Monday, December 20, 2010

They say the most suicides happen around the holidays...

...because people whose families are gone or split up or just not coming to town get really depressed, especially as said people get older. The opposite kind of phenomenon happens to me when I go home for the holidays...

The hardest thing for me to get used to about being home is consistently the shock of how much time I spend alone. I thought this would change this year, because I have a single, but I simply don't spend any significant waking time there, so it unfortunately has no desensitizing effect on me. Even at a school that falls into the "small private" category for my JP, on campus I'm almost always in the presence of other people. Even though I live in a single, a hundred or so people live in my building, and I can hear the girls across from me laughing sometimes. It's no big deal for the girl in the shower stall next to me to ask to borrow my body wash; bathrooms have been deprivatized. (Yes I just made that word up.) I eat all my meals with a subset of the same group of 70ish people, the Large Library has a crew, and there are certain friends I can't see without hugging.

But my house isn't structured for such interactions. With the split levels, it's really as if every person has his or her own floor. My sister and I flip-flop between the living room (2nd landing) and our bedroom (5th landing), rarely coexisting in the same space. My brother's room is on the third landing, next to the office with the computer he broke, so no one else is ever there, and my mom spends all her time in her room on the third landing. We each exist in our own separate worlds, and rarely do they meet.

My friends aren't within walking distance here. Even if they were, I don't feel the same ability to just show up uninvitedly; here in the real world, there are families and gatherings and other plans.

So here there are days when I realize I hadn't spoken until after 3 this afternoon, simply because there was no one to say hello to til then.

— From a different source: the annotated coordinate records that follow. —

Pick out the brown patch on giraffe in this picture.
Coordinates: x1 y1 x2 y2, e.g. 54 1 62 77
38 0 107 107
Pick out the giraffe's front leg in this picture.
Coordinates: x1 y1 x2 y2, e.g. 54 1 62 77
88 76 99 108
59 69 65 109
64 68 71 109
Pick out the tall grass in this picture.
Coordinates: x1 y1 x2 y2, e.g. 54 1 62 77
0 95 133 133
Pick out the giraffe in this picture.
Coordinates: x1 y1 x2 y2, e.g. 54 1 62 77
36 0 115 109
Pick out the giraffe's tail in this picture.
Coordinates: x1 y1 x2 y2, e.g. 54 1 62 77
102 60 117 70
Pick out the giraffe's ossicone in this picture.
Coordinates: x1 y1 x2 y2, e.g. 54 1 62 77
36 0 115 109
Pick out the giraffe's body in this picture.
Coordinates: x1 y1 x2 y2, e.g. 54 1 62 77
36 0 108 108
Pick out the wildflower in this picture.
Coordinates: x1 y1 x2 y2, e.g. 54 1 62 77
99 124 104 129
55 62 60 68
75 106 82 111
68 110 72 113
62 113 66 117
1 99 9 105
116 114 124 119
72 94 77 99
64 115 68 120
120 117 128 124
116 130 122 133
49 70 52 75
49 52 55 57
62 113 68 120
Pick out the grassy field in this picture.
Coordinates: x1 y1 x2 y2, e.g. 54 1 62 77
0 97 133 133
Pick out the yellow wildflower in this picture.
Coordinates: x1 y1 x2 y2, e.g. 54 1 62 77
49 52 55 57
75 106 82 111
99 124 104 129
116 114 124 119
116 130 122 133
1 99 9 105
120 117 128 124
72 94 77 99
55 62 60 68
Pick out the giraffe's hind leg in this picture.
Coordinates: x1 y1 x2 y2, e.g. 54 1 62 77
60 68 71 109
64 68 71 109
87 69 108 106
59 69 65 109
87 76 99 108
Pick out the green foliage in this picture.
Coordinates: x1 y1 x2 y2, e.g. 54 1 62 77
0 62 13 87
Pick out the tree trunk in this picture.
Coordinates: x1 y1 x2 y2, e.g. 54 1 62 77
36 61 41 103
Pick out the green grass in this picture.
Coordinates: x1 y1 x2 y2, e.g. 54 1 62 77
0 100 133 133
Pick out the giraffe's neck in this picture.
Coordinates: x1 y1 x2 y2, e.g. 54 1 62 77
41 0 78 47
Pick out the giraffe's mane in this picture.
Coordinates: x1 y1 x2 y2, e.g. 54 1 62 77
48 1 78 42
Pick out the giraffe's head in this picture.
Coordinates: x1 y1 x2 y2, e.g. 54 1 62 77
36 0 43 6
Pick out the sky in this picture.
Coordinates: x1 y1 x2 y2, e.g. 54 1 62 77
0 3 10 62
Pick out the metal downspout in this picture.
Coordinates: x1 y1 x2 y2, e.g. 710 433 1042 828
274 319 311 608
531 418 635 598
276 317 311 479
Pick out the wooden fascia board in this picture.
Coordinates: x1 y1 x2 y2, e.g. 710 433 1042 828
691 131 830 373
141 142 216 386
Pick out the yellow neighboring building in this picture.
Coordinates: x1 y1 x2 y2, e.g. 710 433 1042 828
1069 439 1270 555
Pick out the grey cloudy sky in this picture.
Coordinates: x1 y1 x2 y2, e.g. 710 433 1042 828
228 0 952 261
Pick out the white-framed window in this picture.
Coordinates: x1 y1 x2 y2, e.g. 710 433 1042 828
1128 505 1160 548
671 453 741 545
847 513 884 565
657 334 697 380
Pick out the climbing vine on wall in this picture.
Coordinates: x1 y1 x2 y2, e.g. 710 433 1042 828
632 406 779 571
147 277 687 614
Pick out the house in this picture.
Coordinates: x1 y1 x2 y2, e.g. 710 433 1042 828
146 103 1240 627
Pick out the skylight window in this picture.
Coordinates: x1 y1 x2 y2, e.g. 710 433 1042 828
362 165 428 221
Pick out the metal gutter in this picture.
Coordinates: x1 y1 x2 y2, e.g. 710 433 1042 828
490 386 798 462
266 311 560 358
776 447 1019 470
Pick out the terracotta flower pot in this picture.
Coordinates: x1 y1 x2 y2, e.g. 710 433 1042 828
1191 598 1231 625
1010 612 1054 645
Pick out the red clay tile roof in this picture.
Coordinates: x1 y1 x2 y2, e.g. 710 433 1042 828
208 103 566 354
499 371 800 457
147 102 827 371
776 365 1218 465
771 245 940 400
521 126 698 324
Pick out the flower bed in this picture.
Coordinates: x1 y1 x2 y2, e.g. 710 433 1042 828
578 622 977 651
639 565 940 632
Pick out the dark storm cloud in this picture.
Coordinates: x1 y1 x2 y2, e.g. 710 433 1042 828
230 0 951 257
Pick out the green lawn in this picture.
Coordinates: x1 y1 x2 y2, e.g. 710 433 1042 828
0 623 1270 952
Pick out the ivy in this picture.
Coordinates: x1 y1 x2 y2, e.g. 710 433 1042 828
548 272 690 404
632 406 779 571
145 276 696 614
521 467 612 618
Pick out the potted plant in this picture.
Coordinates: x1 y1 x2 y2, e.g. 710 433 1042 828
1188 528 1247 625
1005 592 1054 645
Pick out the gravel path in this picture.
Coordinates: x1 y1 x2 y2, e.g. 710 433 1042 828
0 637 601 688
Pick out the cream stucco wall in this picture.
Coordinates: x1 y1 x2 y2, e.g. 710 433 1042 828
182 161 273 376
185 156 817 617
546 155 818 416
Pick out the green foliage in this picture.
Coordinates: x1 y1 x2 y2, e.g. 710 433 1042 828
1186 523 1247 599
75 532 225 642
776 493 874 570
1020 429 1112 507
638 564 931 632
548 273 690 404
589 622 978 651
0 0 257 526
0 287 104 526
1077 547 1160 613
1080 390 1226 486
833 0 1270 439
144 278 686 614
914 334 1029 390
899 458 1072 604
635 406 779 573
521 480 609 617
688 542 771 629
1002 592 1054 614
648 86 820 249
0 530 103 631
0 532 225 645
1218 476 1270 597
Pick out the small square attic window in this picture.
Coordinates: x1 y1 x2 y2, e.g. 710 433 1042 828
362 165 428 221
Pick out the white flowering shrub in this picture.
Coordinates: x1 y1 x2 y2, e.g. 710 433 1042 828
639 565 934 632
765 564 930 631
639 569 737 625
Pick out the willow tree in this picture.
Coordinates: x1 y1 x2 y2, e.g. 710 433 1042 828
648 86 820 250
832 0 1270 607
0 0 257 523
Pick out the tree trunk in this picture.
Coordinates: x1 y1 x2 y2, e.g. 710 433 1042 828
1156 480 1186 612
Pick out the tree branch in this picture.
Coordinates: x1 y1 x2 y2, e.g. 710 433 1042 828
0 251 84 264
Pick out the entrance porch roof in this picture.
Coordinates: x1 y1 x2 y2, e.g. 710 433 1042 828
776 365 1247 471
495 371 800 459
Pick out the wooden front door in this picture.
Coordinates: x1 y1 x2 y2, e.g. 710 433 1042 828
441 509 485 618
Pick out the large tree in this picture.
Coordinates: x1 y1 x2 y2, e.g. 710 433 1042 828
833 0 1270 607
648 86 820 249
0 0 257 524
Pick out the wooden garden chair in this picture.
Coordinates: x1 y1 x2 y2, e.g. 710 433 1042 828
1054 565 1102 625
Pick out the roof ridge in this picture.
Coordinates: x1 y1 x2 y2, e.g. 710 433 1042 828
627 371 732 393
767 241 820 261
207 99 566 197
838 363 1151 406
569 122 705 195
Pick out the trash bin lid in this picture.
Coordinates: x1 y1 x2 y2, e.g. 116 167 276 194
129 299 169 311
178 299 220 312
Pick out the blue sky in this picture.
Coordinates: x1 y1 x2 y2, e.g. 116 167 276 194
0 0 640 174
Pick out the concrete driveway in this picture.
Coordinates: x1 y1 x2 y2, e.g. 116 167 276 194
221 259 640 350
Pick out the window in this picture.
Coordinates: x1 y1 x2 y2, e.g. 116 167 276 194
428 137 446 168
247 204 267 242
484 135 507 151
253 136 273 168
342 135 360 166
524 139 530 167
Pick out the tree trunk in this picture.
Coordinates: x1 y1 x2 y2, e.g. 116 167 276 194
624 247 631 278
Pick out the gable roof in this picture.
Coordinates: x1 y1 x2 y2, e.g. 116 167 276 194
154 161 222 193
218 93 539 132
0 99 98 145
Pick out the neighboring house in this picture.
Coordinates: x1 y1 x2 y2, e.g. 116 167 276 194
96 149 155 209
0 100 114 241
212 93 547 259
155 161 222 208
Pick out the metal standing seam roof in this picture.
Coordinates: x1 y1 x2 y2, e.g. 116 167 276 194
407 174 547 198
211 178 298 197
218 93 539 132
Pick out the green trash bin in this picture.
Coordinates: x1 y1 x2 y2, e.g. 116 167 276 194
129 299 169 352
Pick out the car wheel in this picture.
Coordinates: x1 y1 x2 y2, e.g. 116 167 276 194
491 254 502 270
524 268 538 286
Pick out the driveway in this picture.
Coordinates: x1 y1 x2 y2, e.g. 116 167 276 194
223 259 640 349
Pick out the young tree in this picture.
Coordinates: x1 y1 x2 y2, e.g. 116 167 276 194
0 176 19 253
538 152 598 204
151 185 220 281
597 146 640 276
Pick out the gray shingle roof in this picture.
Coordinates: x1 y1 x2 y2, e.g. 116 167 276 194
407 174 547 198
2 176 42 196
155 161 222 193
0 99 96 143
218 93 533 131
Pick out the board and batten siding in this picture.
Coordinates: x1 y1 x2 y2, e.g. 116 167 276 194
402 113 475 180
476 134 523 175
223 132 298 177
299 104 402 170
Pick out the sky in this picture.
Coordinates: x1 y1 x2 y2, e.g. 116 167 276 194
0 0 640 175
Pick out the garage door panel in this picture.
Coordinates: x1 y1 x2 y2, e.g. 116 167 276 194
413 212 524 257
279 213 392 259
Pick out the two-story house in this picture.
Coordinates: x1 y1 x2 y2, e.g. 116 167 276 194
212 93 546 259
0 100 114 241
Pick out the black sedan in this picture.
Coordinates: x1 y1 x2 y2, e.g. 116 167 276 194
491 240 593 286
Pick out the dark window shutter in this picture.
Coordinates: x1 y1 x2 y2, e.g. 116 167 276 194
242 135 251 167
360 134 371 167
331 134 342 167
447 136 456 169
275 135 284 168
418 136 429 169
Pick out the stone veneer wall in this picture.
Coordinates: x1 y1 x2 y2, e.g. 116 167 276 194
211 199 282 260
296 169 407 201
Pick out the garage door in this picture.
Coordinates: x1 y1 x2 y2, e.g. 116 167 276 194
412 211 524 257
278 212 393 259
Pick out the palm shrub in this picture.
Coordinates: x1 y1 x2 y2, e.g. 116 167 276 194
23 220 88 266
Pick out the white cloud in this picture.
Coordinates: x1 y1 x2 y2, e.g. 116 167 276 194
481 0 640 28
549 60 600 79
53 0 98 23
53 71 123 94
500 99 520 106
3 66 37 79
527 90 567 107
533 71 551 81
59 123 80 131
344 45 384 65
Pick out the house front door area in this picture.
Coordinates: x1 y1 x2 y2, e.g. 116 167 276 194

India would say Sometimes I'm alone, but never lonely. I wish I could agree with her. And E says this shouldn't bother me as much as it does. She says free time is a gift that I should be thankful for, but free ALONE time has always been a curse to me. I'm good at creating space and time for me within lots of hustle and bustle, but I'm at a total loss when "free time" stretches before me like a lake with the stillest of waters. It's not even that I would like to have everything planned out, because I'm not the biggest of planners, it's just...if I'm watching TV, I would rather have someone to laugh at the TV with, someone to steal the blanket from, someone to roll their eyes at me when I tear up. It's that, while I wouldn't mind getting one of those fancy new touchscreen handheld Scrabble console things, I would always rather have an actual partner to play an actual game with. It's so quiet here. I miss the strange commingling of first-person-shooter and Mario Galaxy sounds coming from the Game Room.

Fact that others may find sad but I just consider to be a fact of life: My friend circles have always felt more familial to me than my actual family feels most of the time. That only really bothers me at all around the holidays, when everyone disappears from AIM and Facebook and talks about all the fun they're having/going to have with their families. I smile and nod like I'm cosigning that, but really all I think about is how much I miss the people I share my life with. Those people and the people who share my DNA or even my permanent address have never been one and the same.

Thought that actually saddens/terrifies me: Is this what's waiting for me when undergrad life ends?